Other lawyers who appear before Finra panels have tagged the sanctions ruling as unprecedented based on its size. One lawyer, who represents both defendants and plaintiffs at those panels, labels the ruling as an “embarrassment” for Finra and “an abuse of discretion” and a “vindictive” action by the three-judge panel that issued it.
If Morgan Stanley appeals the ruling to the federal court, it will likely be overturned as “not fair and unreasonable,” the same lawyer says.
Erez’s clients — Isabel Litovich-Quintana and Jose Torres — had claimed breach of fiduciary duty, negligence, fraud and breach of contract related to Puerto Rico bonds and closed-end bond funds and the use of a securities-backed loan, according to the final arbitration award document published by Finra.
The claimants had sought at least $2.7 million in damages, $515,624 in lawyers’ fees and $11 million in punitive damages, according to the document.
The Finra panel — three public arbitrators — ordered the wirehouse to pay $261,420 in compensatory damages to the claimants plus interest on the sum. But the bulk of the award -- $3 million -- was awarded based on sanctions for attempting to withhold evidence, according to the award document.
In explaining the amount, the panel alleged Morgan Stanley “failed to produce critical documents responsive to claimants’ discovery request and thereby concealed documents relevant to the central issues in the matter,” according to the award document.
"The panel took note of the extreme prejudice [Morgan Stanley’s] failure of compliance caused claimants’ counsel in preparing their case and asserting their claims without the withheld documents, which the panel deemed were highly relevant to the dispute in question, the central figure of which was the terminated employee whose related documents were being withheld," according to the award document.
A Morgan Stanley spokesperson told FA-IQ that they “strongly disagree with the panel’s award of monetary sanctions in this case, which we believe are unwarranted and excessive.”
But the same spokesperson declined to comment about any plans the wirehouse may have to appeal the ruling.
Ultimately, Erez and his clients retrieved all the documents from Morgan Stanley about the terminated employee, a financial advisor who wasn’t named as a defendant and no longer works in the industry, Erez says. But extracting that evidence from Morgan Stanley only occurred in staggered releases during 19 days of Finra hearings that took place over the course of three months, says the lawyer. “They didn’t comply all at once,” Erez adds.
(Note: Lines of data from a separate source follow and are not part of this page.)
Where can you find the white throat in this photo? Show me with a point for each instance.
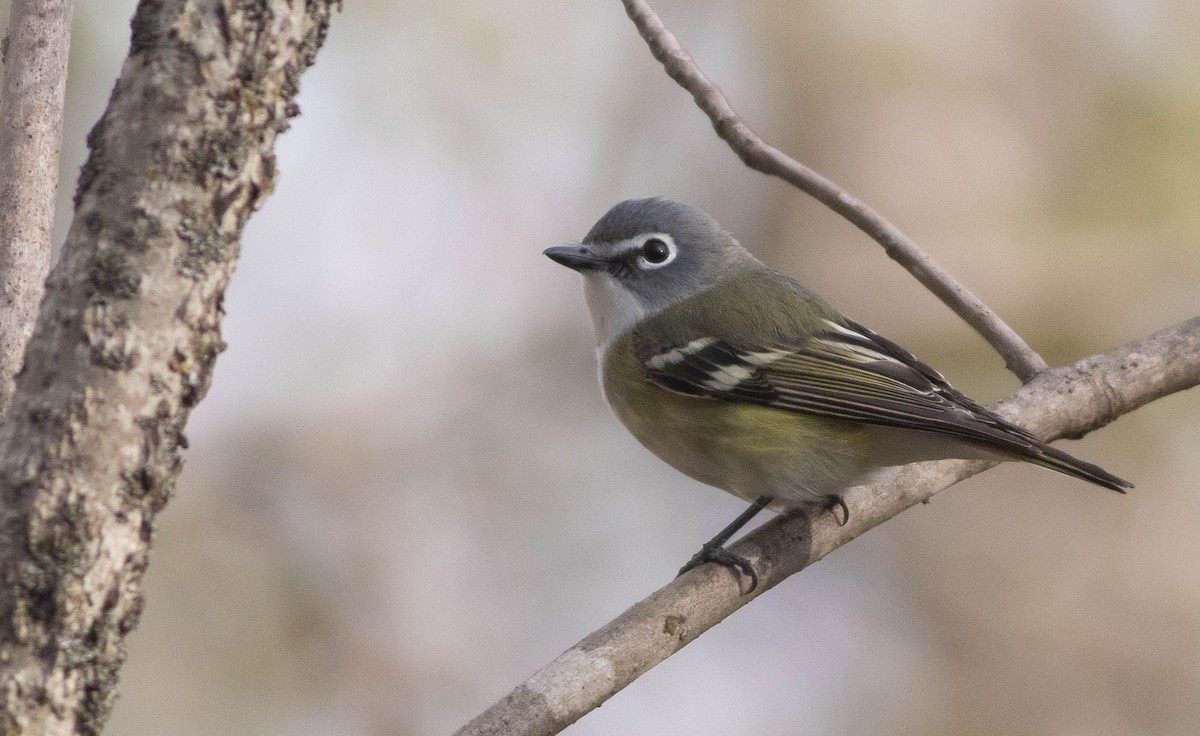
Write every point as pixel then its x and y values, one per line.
pixel 615 309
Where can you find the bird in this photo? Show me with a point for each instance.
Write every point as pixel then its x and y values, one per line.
pixel 742 378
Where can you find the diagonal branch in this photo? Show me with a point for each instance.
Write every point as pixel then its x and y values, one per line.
pixel 1061 402
pixel 35 60
pixel 759 155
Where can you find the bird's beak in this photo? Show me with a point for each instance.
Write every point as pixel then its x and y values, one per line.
pixel 576 257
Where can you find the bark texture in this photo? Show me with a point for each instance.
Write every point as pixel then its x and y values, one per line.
pixel 1060 402
pixel 127 337
pixel 35 59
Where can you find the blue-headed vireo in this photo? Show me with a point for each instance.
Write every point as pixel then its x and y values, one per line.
pixel 742 378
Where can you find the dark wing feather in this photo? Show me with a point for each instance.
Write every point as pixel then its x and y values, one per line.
pixel 844 371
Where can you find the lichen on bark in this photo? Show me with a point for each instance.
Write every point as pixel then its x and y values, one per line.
pixel 127 337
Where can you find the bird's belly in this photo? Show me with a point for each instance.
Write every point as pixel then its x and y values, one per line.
pixel 745 449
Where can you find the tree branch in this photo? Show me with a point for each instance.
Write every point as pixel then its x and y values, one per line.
pixel 755 153
pixel 35 81
pixel 127 337
pixel 1061 402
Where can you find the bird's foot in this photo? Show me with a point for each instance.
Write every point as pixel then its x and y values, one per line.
pixel 721 556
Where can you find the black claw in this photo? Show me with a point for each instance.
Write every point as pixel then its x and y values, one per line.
pixel 837 502
pixel 724 557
The award captured the attention of legal veterans on both sides of investor-wirehouse battles.
Bradley Bennett, a former head of Finra enforcement now in private practice in Washington, D.C., who usually defends broker-dealers, describes the award as “very unusual — one of the biggest discovery sanctions I know of.”
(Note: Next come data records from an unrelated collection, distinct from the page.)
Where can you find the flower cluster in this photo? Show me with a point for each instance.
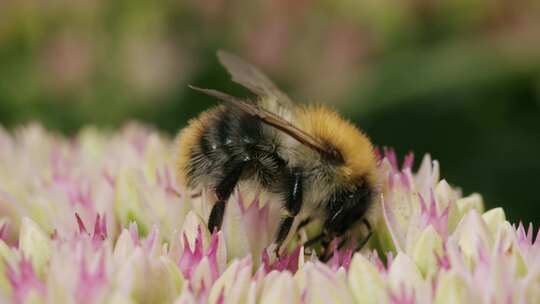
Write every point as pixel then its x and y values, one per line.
pixel 99 219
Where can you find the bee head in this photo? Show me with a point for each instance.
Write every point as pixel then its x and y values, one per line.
pixel 347 207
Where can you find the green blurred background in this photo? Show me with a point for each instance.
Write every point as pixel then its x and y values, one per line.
pixel 459 79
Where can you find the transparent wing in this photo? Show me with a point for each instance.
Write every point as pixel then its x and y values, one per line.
pixel 249 76
pixel 273 120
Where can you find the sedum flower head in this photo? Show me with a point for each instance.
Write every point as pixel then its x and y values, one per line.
pixel 100 219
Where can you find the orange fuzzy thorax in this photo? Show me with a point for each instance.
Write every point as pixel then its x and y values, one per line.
pixel 355 147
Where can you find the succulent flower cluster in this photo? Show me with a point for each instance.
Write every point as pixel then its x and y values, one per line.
pixel 99 219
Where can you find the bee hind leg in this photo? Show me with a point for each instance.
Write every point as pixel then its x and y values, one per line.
pixel 223 191
pixel 293 204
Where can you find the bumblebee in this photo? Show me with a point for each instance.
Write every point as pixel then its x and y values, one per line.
pixel 321 166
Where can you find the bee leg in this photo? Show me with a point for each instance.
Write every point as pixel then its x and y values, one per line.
pixel 304 223
pixel 366 239
pixel 314 240
pixel 293 204
pixel 223 191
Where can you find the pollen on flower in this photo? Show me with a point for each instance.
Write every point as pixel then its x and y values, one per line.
pixel 99 218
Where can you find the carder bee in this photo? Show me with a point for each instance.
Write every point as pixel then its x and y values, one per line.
pixel 321 166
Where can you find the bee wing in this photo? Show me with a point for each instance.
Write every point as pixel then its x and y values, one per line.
pixel 249 76
pixel 273 120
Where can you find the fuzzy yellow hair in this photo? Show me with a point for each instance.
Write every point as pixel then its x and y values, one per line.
pixel 354 146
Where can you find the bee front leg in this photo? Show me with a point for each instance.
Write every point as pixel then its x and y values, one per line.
pixel 364 241
pixel 224 190
pixel 293 204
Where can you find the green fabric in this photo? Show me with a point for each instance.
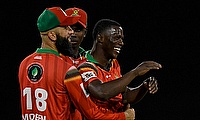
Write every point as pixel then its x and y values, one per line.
pixel 47 20
pixel 42 50
pixel 89 57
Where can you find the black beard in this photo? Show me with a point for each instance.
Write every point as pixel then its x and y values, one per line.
pixel 64 46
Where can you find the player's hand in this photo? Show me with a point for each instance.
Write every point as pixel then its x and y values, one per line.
pixel 130 114
pixel 151 84
pixel 145 66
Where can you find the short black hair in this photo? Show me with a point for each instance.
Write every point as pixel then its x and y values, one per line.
pixel 102 25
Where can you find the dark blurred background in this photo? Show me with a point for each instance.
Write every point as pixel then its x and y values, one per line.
pixel 164 31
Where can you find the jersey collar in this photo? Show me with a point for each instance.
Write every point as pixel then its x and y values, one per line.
pixel 44 50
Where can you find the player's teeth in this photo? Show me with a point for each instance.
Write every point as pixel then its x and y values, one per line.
pixel 116 48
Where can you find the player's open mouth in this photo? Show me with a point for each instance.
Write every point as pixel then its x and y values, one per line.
pixel 117 49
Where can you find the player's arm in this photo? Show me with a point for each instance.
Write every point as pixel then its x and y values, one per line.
pixel 107 90
pixel 84 104
pixel 134 95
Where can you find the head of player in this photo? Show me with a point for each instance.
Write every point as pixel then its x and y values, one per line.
pixel 55 30
pixel 108 39
pixel 80 28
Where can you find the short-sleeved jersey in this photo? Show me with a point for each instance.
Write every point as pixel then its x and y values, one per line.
pixel 76 115
pixel 49 86
pixel 91 70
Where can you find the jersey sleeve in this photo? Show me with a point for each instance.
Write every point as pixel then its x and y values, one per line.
pixel 82 101
pixel 88 73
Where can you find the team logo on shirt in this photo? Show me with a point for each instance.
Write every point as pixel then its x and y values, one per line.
pixel 87 75
pixel 35 72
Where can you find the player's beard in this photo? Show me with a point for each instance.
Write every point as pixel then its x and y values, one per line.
pixel 64 46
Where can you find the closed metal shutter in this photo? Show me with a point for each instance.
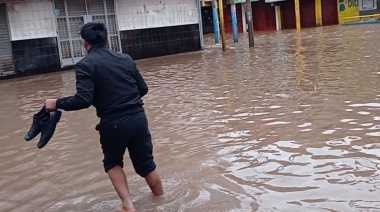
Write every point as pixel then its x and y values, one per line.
pixel 6 61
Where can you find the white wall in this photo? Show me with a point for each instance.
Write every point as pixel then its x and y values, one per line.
pixel 31 19
pixel 140 14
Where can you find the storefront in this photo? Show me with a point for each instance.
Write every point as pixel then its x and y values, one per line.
pixel 6 59
pixel 71 15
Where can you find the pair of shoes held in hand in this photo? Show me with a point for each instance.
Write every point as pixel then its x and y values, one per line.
pixel 44 122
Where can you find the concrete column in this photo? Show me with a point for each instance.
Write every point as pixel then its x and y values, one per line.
pixel 318 12
pixel 243 18
pixel 298 16
pixel 278 18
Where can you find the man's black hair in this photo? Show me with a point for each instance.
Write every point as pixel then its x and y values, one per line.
pixel 94 33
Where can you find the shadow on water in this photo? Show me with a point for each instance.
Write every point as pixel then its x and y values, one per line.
pixel 290 125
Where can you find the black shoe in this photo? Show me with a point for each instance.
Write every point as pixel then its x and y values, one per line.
pixel 35 129
pixel 48 125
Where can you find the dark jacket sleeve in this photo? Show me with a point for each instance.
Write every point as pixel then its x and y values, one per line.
pixel 85 90
pixel 140 82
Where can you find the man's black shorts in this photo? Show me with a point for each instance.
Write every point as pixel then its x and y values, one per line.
pixel 127 132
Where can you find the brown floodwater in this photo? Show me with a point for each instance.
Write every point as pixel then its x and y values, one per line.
pixel 290 125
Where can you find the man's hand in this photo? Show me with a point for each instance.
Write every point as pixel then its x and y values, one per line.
pixel 51 104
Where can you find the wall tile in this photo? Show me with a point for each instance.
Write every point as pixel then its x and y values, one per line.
pixel 145 43
pixel 31 19
pixel 156 13
pixel 36 55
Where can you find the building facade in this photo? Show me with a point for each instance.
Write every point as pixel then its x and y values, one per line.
pixel 43 35
pixel 271 15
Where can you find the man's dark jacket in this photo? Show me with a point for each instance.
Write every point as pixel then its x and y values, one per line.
pixel 109 81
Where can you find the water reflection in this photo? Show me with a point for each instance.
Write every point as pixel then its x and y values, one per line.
pixel 291 125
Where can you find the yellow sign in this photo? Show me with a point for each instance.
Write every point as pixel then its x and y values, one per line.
pixel 348 8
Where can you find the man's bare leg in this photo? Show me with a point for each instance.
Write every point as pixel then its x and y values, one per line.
pixel 119 181
pixel 155 184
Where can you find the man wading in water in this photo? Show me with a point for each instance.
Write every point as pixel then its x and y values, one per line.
pixel 112 83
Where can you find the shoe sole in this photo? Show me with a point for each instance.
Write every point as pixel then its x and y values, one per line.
pixel 58 119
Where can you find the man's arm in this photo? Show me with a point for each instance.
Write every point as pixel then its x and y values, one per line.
pixel 85 91
pixel 140 82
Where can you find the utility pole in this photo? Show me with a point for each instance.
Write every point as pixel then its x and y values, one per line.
pixel 248 10
pixel 215 17
pixel 221 14
pixel 234 21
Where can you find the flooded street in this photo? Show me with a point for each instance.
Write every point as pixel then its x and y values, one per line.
pixel 290 125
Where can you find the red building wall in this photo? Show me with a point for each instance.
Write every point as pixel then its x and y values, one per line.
pixel 288 15
pixel 307 13
pixel 329 12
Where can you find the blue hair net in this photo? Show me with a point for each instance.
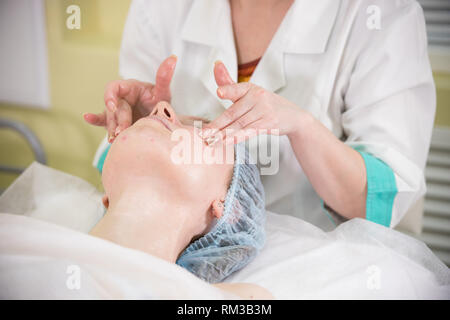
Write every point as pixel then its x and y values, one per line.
pixel 239 234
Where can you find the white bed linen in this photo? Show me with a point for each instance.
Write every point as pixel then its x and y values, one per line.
pixel 53 211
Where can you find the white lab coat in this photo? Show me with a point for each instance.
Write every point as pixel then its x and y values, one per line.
pixel 372 88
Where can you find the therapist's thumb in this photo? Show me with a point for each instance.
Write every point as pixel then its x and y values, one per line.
pixel 164 77
pixel 221 74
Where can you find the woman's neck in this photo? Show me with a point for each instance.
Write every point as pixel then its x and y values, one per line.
pixel 139 220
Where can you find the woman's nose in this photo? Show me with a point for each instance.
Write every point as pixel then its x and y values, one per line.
pixel 163 109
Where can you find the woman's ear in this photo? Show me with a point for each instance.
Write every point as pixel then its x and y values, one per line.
pixel 105 201
pixel 217 208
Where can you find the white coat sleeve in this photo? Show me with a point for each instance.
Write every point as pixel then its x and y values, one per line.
pixel 141 48
pixel 389 110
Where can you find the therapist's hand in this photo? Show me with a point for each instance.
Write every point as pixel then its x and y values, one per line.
pixel 127 101
pixel 254 110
Thomas Lewis, an attorney with Lawrenceville, N.J.-based Stevens & Lee, who represents both FAs and their employers, strenuously objects to the ruling.
“This is an embarrassment for a Finra arbitration panel. This is not a fair decision. The panel is completely off the rails,” Lewis says.
The panel could have awarded Erez’s clients the same amount in compensatory damages and in that scenario, Morgan Stanley would have little likelihood of success on appeal. But because the panel based the bulk of the award on sanctions for discovery violations, a court is likely to find that ruling unfair and unreasonable, Lewis says.
The panel appears to have decided to become “vindictive,” Lewis says. “There are other ways in arbitration to balance out a discovery violation,” he says.
The panel could have charged Morgan Stanley for the attorney fees and costs spent by the plaintiffs to pursue the withheld documents, he says. The panel also could have heaped all of the roughly $60,000 in costs for the hearings on Morgan Stanley, but instead its ruling splits those expenses in half, Lewis adds.
“I think this arbitration panel made a mistake. I don’t think any court will uphold the award. Finra needs to take a look at this award. It’s not good for plaintiffs and defendants,” Lewis says. About the panel: “They messed up. These arbitrators abused their discretion and misapplied the law,” he says.